As the bitter snows covered Rocky Ford in December of 1913, Jack accepted the offer and left for sunny California. After a few weeks of sightseeing our state, he landed in Huntington Beach, where he became our town’s fourth city marshal on Feb. 4, 1914 with a salary of $75 a month.
Jack asked the Board of Trustees (City Council) for an assistant, and on April 9, 1914, his request was granted and J.W. Walker became his deputy marshal.
We were a sleepy little beach community up until the oil boom of 1920 and there was little crime for the two to contend with.
In January 1919, Tinsley was made street superintendent along with his duties of city marshal.
But politics reared its ugly head and entered the quiet life of Jack Tinsley when Board of Trustee President E. E. French and seven others filed for the position of city marshal.
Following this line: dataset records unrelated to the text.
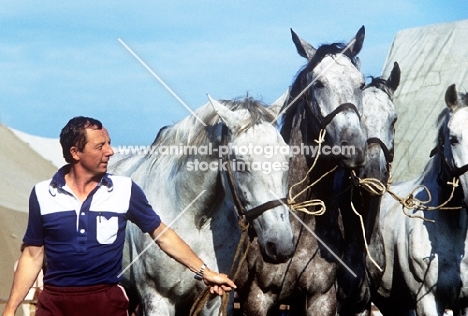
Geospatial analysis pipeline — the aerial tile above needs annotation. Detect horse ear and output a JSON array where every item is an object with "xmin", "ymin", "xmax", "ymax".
[
  {"xmin": 268, "ymin": 88, "xmax": 290, "ymax": 117},
  {"xmin": 348, "ymin": 25, "xmax": 366, "ymax": 56},
  {"xmin": 445, "ymin": 84, "xmax": 460, "ymax": 111},
  {"xmin": 291, "ymin": 29, "xmax": 317, "ymax": 60},
  {"xmin": 387, "ymin": 62, "xmax": 401, "ymax": 92},
  {"xmin": 207, "ymin": 94, "xmax": 240, "ymax": 130},
  {"xmin": 356, "ymin": 57, "xmax": 361, "ymax": 71}
]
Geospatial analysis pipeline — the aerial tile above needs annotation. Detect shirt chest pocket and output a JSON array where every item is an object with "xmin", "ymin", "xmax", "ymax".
[{"xmin": 96, "ymin": 216, "xmax": 119, "ymax": 245}]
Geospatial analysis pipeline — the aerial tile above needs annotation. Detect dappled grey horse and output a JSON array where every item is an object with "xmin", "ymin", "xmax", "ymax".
[
  {"xmin": 111, "ymin": 98, "xmax": 294, "ymax": 316},
  {"xmin": 237, "ymin": 27, "xmax": 367, "ymax": 316},
  {"xmin": 335, "ymin": 62, "xmax": 401, "ymax": 316},
  {"xmin": 373, "ymin": 85, "xmax": 468, "ymax": 316}
]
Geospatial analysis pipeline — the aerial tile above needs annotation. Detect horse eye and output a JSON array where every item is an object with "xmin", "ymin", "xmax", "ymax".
[
  {"xmin": 449, "ymin": 136, "xmax": 458, "ymax": 145},
  {"xmin": 314, "ymin": 80, "xmax": 324, "ymax": 89}
]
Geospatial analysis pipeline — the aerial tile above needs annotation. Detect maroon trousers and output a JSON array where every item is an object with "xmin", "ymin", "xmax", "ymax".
[{"xmin": 36, "ymin": 284, "xmax": 128, "ymax": 316}]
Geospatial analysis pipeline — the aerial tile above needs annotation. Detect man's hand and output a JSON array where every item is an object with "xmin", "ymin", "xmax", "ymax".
[{"xmin": 203, "ymin": 268, "xmax": 236, "ymax": 296}]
Of course, the other board members chose its own E.E. French as city marshal.
Jack left Huntington Beach that year to farm the Owens River Valley for the next two years.
But his former town of Huntington Beach didn’t forget their former marshal and in 1921 called Jack to come back to become, on April 1, 1921, its city marshal for a second time.
In June 1921, the title of city marshal was changed to that of police chief.
By 1924, Tinsley had developed his office into a model police force, and you might have read in earlier columns how Tinsley captured two burglars by using a little Sherlock Holmes deductive reasoning and how he regained his stolen police car that same year.
In 1927, politics again entered into the picture when Tinsley requested that his officers have one day off per week.
The Board of Trustees refused his request and sought instead Tinsley’s resignation and received it along with several other police officers.
Jack Tinsley was rehired as a Huntington Beach police officer in 1931. When Police Chief Charles Stewart resigned on Dec. 14, 1931, the job was offered to Jack, but fearing that another city council would again want to change police chiefs, he declined the offer and instead remained as a police officer.
Jack would remain on our police force until his retirement as desk sergeant in 1945.
With time to do what he wanted, he and his wife Belle would continue living at their home at 309 10th Street until his passing in the mid-1950s.
Jack Tinsley lived to witness his town’s police force develop from a one-man operation into one of the greatest police departments in our state, and he played a very important part in making it so.